Hacker News new | ask | show | jobs
by btilly 1409 days ago
You can have massive amounts of RAM these days. You’re sooner to hit big-O limits from bad architectural decisions than run out of memory. If you do get to that point you likely have enough value in your usage to justify scaling out further and sharding.

Absolute disagreement.

It is very easily to accidentally leak a few hundred MB per week in a busy Redis system. The code will look and work fine...at first. It is correspondingly hard to track down and clean up the leak a few months later. (Particularly if there are multiple such to track down.) Yes, you can go for years just buying larger and larger EC2 instances. But that will also come with a shocking price tag.

I know of a number of organizations that this happened to. And pretty much every bad Redis story I hear about had this as a root cause. That is why I brought it up as an important consideration.

3 comments

Yes, this matches my experience.

Redis excels as a memcached alternative with some useful operations. Where people get into trouble with redis is treating it as a persistent data store, when despite it's ability to replicate and persist, redis has some constraints you need to work within. At best think of redis as something that can hold a materialized view, but where it can become corrupted at any random time, so you'll need the ability to rematerialized it from something else. And second, you absolutely have to be conscious of how close you are to ram limits.

Redis is production-ready and it has a lot of features to help you track down problems with either memory or CPU usage. For example: `redis-cli --bigkeys` will help you find the very large keys. For smaller keys that occur too often, sampling a few hundred keys should be sufficient to help you find what type of keys are taking more space than necessary.

Once you get the Redis database designed well, there is a lot of things you can do before hitting the limit where you can't install any more RAMs onto a new machine. For example, there are no more than a billion .com domains out there. Say a single record takes 100 bytes on average, consisting of the domain name and a glue record pointing to the IP of its authoritative DNS server. Then it takes just 100GB of memory to store enough information to handle all queries to .com domains in the world. It's not so hard to obtain a machine with 768GB memory these days, and 2TB machines are not uncommon.

And if you worry about the price tag - don't use EC2. You can rent a 1TB RAM dedicated server at https://www.hetzner.com/dedicated-rootserver/ax161/configura... for $600 per month. At Scaleway you can rent it for $1000 per month: https://www.scaleway.com/en/pricing/?tags=baremetal,availabl.... AWS is notoriously hard to be made cost effective.

You can also "leak" rows in a traditional RDBMS or even a filesystem. Why is this particular notable for Redis?
Redis starts to have issues at high scale, even on sophisticated hardware, that can be quite difficult to debug without a lot of additional effort and storage. It’s not just memory, but odd behavior (e.g. randomly dropped connections) with a lot of connected clients, or hot keys/nodes in a cluster configuration, etc.

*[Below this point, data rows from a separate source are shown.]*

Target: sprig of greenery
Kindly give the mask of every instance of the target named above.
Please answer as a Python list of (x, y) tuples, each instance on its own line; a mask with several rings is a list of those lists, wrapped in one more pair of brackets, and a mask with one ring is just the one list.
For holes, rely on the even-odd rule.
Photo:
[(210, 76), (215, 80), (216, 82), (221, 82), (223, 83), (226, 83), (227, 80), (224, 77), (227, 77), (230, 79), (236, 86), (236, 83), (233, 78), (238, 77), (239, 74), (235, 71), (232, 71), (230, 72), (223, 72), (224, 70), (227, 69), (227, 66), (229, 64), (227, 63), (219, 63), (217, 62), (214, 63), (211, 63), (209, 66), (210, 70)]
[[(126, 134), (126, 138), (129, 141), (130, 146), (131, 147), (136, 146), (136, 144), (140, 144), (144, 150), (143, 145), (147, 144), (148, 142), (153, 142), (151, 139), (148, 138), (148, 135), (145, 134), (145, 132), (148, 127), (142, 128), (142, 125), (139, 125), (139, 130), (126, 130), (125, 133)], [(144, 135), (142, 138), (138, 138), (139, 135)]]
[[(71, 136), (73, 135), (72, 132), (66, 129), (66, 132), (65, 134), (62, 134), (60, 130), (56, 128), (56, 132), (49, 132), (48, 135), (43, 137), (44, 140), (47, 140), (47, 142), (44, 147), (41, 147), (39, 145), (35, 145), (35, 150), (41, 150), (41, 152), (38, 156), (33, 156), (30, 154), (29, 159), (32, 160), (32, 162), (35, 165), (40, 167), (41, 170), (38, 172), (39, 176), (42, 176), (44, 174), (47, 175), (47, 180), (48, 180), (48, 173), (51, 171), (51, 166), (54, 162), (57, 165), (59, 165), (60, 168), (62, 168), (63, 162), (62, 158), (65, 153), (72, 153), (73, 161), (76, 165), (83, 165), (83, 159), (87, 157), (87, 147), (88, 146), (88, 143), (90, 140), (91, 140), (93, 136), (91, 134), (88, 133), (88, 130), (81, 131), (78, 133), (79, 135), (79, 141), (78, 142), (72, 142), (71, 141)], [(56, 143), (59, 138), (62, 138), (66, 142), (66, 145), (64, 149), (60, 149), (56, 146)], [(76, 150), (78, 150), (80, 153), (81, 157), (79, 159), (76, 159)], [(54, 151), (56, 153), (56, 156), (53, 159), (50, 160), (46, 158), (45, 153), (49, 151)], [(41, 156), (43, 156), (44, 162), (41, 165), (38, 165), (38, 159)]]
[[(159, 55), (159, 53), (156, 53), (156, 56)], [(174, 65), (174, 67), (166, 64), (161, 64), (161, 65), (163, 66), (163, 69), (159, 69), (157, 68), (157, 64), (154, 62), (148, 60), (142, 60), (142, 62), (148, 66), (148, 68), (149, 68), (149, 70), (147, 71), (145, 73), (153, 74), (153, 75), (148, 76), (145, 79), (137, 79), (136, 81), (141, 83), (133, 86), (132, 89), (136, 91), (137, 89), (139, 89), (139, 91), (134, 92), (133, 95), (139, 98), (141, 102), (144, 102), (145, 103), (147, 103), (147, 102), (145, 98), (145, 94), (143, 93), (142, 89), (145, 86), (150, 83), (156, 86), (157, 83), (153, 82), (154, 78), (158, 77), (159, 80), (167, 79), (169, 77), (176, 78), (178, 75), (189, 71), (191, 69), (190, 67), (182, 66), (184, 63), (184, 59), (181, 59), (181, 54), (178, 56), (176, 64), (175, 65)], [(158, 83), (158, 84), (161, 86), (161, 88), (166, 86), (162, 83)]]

These issues can exist in any system, but in my experience it’s especially tough (relatively) to identify and diagnose them with Redis. Once you add lua script usage it can get even worse.

A traditional RDBMs or filesystem is designed for high throughput and concurrency, even if some tasks are blocked on data. Additionally both have options to partition steadily growing things. If needed with old partitions being moved to tape backup while the server continues running.

Redis is a single threaded program acting against RAM whose philosophy is that it does things fast then moves to the next job. If it needs to access memory that got paged to disk, the whole server stops and waits to get it. Nobody can do anything.

Because Redis doesn't have to deal with locking and concurrency, it can run much faster on the same resources. But when concurrency is required, it is stuck because it doesn't have it.